黄药师斟了杯酒道:“七兄所言甚是,他出手更加自信了,倒是渐渐有了些高手的风范。”
虽然被自己揍了几次,但是这却不影响黄药师对我的评价,心说这小子不出三十岁,必成一代宗师。
老顽童笑道:“你们看着吧,后面还有乐子呢,昨天,老顽童就被他给打的个屁滚尿流。”
黄药师和洪七公手里的酒杯都差点没拿稳摔到桌上,心说难道这小子又练成了什么怪招不成?不觉都颇有了几分期待。
倒是郭靖看着自己侄子的成长,心里是极为高兴,虽然我不像以前那样听话了,但是他还是很欣慰我的成长。
两人的精彩对攻,引来了在座诸位高手的赞许,他们隐约看到了场中的凶险之处,心想换作自己,只怕不用十招就会败下阵来,而眼前的年轻人却能与之对攻而维持均势。
年轻一辈不解,但是看我年纪轻轻的,居然与蒙古第一国师战得异彩纷呈,也都叫起好来。
华山派诸弟子里,刘天正脸上更是变颜变色,想起自己曾经借酒撒风为难于人,我没让自己当众出丑,确实已经给了他很大的面子,又想起自己在思过崖静悟一年,本来还想借今天的机会找回面子,现在才发现自己的想法实在是太可笑了……
只能微微偏头,看看座中关注战局时而微笑,时而蹙眉的程瑛,忍不住叹了一口气,继续关注场中局势。
金轮法王忽然怪吼一声,龙象般若功劲力猛地爆发,他周围气场都不禁为之一窒。
往日里他金轮既出,未几及身就已经锁定了敌人的气机,让人的行动大受限制。
我在山洪里悟道,对周身气流的走向最为敏感,感觉到了气场的变化,心中暗赞金轮法王一代人杰,仅凭自己摸索就已经摸到了领域的边缘,无怪乎原着中最后他那么厉害。
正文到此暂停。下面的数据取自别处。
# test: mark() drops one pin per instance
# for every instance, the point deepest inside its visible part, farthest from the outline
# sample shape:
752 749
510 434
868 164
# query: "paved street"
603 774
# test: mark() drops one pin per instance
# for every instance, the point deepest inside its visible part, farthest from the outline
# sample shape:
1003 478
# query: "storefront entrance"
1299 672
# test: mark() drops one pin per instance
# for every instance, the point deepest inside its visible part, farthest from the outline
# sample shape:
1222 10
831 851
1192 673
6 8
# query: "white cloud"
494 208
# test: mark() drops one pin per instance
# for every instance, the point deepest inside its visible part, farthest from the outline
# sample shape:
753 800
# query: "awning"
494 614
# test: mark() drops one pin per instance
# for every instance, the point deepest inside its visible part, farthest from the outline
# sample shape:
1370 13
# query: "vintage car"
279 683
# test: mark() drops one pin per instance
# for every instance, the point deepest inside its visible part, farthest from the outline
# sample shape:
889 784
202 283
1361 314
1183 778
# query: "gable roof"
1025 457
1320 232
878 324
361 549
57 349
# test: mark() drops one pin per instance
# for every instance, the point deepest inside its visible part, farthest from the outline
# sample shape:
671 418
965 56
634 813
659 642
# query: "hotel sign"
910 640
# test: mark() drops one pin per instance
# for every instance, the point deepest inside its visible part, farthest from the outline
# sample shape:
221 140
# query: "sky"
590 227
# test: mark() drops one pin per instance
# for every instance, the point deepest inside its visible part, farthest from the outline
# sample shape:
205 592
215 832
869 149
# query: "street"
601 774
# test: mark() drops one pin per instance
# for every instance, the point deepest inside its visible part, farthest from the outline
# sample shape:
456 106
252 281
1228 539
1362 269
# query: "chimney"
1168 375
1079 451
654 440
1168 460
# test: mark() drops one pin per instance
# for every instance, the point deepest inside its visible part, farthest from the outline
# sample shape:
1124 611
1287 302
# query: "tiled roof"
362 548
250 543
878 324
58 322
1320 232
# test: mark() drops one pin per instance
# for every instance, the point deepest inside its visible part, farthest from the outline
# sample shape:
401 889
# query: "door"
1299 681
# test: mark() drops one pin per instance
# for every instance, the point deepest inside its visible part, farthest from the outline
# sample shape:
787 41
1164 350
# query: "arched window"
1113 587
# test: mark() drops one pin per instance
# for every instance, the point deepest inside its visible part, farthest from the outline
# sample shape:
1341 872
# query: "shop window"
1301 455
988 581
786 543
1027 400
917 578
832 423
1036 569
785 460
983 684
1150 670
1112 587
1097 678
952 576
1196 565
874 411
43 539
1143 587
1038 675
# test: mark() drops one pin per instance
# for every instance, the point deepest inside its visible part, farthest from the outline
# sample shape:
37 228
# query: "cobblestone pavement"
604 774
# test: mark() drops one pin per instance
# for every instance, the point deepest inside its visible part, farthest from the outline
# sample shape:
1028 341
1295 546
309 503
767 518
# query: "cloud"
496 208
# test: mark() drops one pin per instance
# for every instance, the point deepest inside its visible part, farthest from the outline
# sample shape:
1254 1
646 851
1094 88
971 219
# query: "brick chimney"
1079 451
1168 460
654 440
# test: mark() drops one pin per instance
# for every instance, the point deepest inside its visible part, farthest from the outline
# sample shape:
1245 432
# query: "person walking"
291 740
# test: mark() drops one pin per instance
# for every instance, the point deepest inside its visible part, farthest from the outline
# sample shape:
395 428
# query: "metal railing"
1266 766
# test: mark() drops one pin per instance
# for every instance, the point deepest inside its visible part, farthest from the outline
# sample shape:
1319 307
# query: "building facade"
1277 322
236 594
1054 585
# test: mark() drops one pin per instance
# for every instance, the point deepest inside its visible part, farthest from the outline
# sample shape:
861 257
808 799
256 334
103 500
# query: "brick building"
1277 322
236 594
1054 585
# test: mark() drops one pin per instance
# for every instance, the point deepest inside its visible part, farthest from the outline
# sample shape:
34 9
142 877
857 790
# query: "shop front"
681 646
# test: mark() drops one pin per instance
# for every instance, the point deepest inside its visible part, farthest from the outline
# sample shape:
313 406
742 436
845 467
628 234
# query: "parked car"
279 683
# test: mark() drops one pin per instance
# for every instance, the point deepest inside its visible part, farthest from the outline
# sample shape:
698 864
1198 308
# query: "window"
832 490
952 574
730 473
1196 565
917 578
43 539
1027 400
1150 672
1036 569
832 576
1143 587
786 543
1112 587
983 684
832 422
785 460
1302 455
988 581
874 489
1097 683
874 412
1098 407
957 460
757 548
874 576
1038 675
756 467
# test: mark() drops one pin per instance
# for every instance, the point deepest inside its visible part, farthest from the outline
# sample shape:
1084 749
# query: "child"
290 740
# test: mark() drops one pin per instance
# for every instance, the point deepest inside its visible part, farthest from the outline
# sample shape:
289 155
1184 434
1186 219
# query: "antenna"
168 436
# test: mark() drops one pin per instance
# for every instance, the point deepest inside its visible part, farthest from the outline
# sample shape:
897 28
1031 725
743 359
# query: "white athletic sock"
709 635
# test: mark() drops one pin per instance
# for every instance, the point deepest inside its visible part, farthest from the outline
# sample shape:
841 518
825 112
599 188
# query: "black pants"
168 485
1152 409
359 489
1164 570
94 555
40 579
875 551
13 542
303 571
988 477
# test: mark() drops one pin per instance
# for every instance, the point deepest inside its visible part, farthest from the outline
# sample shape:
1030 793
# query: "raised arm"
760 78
心想这只是龙象般若功第九重的功力,如果真有人能将其练到第十一重的圆满境界,那会是一种什么样的光景?
想到这里,不由心头一热,颇有好奇之心。
对战杀阵,岂容分心?
金轮法王见我眼神中闪过一丝飘忽,就知道我心思另有所属,两强相争,岂容分心?
他当即抛出手中双轮,越过我身前,回旋着砸向我的后脑,封住我的退路。
他又从怀中取出铜轮和锡轮,擎在手中,当胸平推,直取我中宫,形成了两面夹击之势。
我也知道到了图穷匕见之时,不退反进,一步踏出,手中宝剑自胁下挥出,正是那挡者辟易的惊鸿一剑。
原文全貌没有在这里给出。